2020 - the positive part

Today, I have several business-related topics I could write about, but all of them feel wildly out of touch with the current reality.

So far, 2020 has been a special year, and not in a good way. First Covid-19 - hopefully a once-in-a-lifetime event, and once that situation started to get under control George Floyd and protests started. I fully support these protests and every racist should fuck off, but that’s not what I want to talk about today. I always try to look at the positives in a situation, and the first 5 months of this year is no exception.

Pre-2020, there was broad consensus that this decade would be about climate change and shifting away from an economy based on fossil energy. While the climate change debate so far has been mostly focused on different “carrots”, I don’t think there are many people who believe we as a global population will reach the ambitious goals of the Paris agreement without some “stick” too.

The “stick” I’ve seen suggested most frequently is a carbon tax. This is something I fully support, and global implementation of a tax that takes the real cost of polluting into account would solve the problem overnight. But such a global implementation is a utopia, at least in the short run.

I believe that one reasons why such a tax is hard to implement, even locally, is loss aversion.

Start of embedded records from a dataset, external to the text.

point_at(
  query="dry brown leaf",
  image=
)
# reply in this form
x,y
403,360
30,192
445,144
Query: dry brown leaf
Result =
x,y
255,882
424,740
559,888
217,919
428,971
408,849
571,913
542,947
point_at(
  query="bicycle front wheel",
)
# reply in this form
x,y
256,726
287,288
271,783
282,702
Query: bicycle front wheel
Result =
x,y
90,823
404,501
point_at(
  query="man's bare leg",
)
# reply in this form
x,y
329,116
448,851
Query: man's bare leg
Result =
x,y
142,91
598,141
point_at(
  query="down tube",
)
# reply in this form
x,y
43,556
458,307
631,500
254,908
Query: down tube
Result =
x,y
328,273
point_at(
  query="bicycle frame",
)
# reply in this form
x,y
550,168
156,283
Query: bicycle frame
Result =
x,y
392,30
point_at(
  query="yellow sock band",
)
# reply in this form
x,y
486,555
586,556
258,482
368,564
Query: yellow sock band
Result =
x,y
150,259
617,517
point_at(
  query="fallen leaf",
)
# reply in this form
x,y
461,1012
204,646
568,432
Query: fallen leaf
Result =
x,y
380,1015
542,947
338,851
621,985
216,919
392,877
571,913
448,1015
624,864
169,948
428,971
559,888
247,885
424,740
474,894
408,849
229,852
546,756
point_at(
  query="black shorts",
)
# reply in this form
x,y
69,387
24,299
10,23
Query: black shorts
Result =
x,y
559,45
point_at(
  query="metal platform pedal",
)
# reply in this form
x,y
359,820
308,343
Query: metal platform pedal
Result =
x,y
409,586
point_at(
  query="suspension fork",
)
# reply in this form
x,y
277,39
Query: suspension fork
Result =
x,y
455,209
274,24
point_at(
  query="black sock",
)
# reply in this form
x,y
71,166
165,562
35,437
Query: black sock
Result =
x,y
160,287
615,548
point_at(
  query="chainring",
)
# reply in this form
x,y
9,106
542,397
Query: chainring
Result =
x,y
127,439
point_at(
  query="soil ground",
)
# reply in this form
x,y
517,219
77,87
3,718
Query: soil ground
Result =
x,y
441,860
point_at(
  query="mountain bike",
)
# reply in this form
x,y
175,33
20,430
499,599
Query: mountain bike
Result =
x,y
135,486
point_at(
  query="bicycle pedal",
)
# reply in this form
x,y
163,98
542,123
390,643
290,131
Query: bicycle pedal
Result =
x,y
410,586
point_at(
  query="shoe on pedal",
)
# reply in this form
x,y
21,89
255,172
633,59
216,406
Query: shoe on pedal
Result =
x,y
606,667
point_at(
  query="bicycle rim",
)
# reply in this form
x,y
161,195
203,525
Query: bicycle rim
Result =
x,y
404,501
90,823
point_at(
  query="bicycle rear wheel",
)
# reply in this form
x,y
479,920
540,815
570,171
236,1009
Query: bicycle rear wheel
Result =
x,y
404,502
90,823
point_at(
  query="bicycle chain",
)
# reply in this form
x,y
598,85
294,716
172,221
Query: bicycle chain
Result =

We get more upset when we lose things than when we gain the equivalent. If commercial aviation was invented today and seats were sold with a carbon tax from the start, people would not complain the same way they would if it was added in an arrears. It’s harder to do these things because we feel we lose something.

This is the positive part of 2020 so far. Our expectations for what’s normal are reset to some degree. Reaching the goals of the Paris agreement will have to hurt*. There is no way we’ll get there with only carrots. And I’d rather take the stick now than in 5 years - because stick today means more time to rebuild and do things right.

I guess 2020 will continue to be turbulent for some time - probably through the year and more. We’ll have to endure. Knowing that some sort of pain is necessary in order for change to happen might make this easier. Because we have to change. And I’m optimistic that we will.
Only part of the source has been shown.